Newspapers, radios and television sets are conspicuous examples of the history of mass media. They evolved thanks to previous development of the telegraph, the electron tube and the cathode ray tube, respectively. Most recently, the microprocessor and the memory chip became the hardware basis of information technology.
The telegraph and rotary printing are to be found at the beginning of modern newspaper production. By overcoming distance, telegraphy turned messages into commodities that could satisfy the hunger for news of a readership that was growing all the time. Newspapers became mass media in this way at the end of the 19th century.
We encounter the electron tube in the exhibition as the technical basis of both long-distance telephony and computers that were built in the 1940s and 1950s. However, amplifying electron tubes - the first patents were filed in 1906 - had their strongest impact on society when they were used in radio and broadcasting equipment. On the basis of "wireless telephony", Hans Bredow formulated his idea of establishing a new medium, broadcasting, in Germany, in 1919.
Instead of two people communicating with each other at each end of an electric wire, there would be a person speaking to a public of millions without any distance restrictions.
Progress in electron tube and amplifier technology led to the radio being mass-produced and becoming a household device in the 1920s.
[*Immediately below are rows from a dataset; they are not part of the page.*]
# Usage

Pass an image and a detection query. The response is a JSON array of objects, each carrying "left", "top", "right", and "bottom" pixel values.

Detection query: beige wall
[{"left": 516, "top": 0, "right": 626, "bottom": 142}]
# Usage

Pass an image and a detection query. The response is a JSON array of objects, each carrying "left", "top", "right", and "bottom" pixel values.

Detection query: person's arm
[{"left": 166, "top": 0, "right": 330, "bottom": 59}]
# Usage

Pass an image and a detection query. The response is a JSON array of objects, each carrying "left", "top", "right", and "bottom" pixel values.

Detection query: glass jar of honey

Mastery of ever higher frequencies - from long wave through medium wave and short wave to VHF and UHF - expanded the scope of broadcasting, and was finally one of the prerequisites for the transmission of television pictures.
It is almost the end of the road for analogue radio and television technology. The new digital media are increasingly merging with digital computer technology to create a new multimedia mass medium, broadcast via the internet and made available on a wide range of terminal devices. These include the PC and mobile devices from the laptop to the smartphone, in addition to conventional radio and TV sets.